I interrupted him. “How long have you been seeing him?”

“About six, seven months,” he replied.

I was full of questions about how a Superior Court judge had entangled himself with an ex-hustler, if ex is what Zack was, but the immediate issue was Chris’s murder, so I saved them for later.

Still, I couldn’t resist asking, “Did you know he was married?”

Zack nodded.

“How did he manage to spend nights with you?”

“He only did that since he left her,” Zack said guilelessly.

“He left his wife?” I said, astonished. “When?”

“Last month?” he said. “Yeah, last month. He was staying at a hotel until he could find a place. I wanted him to move in with me, but he thought that would be too hard on his son.”

And too public, I thought, but just said, “I see,” remembering I’d had coffee with Chris within the past month and he hadn’t said a word to me about any of this. “Okay, back to yesterday. Did you see Chris during the day?”

“No. He called me just before I went to work, and asked me to come to the court when my shift was over because he wanted to talk to me.”

“About what?”

He looked away. “I don’t know. He didn’t say.”

“But you had an idea of what he wanted, didn’t you?”

He looked at me as if I was telepathic. “No,” he lied. “Not really.”

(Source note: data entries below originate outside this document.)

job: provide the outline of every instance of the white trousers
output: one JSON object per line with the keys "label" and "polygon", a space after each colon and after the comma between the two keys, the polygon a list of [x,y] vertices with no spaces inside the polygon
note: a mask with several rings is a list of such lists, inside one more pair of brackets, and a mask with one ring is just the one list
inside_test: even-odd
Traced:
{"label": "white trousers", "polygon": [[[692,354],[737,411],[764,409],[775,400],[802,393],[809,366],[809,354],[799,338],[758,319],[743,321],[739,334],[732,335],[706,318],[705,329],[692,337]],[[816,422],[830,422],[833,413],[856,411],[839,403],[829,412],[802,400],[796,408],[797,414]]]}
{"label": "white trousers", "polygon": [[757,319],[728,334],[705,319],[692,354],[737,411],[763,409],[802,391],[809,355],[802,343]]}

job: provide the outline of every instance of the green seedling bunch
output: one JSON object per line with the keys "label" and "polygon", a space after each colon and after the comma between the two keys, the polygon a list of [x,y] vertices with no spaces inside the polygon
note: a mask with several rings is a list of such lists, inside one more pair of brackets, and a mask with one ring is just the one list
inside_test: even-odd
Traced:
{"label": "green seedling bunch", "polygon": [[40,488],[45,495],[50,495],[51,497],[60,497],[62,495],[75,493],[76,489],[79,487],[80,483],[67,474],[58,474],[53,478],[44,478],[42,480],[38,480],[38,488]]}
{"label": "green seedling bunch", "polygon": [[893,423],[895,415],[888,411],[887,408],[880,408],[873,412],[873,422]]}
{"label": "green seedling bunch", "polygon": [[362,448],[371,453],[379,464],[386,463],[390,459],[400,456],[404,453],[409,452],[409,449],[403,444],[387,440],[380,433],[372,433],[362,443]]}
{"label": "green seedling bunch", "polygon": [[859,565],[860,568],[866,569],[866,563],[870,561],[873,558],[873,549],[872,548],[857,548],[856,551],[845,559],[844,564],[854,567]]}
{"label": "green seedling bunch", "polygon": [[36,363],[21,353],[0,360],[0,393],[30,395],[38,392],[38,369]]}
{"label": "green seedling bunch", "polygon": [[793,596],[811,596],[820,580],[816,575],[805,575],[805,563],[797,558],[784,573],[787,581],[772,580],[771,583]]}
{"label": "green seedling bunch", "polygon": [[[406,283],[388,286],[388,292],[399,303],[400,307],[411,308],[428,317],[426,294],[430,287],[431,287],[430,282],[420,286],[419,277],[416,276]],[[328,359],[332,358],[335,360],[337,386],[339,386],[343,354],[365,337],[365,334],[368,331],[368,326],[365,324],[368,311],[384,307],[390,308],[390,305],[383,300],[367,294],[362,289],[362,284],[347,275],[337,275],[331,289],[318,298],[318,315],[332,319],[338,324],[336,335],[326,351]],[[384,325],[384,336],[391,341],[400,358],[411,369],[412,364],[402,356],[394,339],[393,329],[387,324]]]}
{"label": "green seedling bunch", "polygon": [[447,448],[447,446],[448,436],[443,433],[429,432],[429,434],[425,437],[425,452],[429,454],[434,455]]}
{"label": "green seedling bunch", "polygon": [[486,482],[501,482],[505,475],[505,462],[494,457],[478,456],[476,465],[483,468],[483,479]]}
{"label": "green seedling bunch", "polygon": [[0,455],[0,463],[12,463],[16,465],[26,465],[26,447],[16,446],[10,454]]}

“You said you’d tell me the truth,” I reminded him.

After a moment, he said, “I thought maybe he wanted to break up with me.”

“Why did you think that? Did you have an argument?”

“No, we didn’t fight,” he said. “Chris didn’t fight, he just got quiet, like he had something to say but he wasn’t saying it. That’s how he’s been the last few days. It drove me crazy trying to figure out what it was.”

That sounded like Chris, all right, but I knew Chris. The question was, who was Zack. Most of the hustlers I’d run into were street kids with fifteen-year-old faces and sixty-year-old souls, usually violent only in their self-loathing, but sometimes capable of turning it against their tricks. I’d been thinking that something like that had happened to Chris, but Zack didn’t seem to fit the mold. I didn’t sense any banked rage in him, only a victim’s passivity.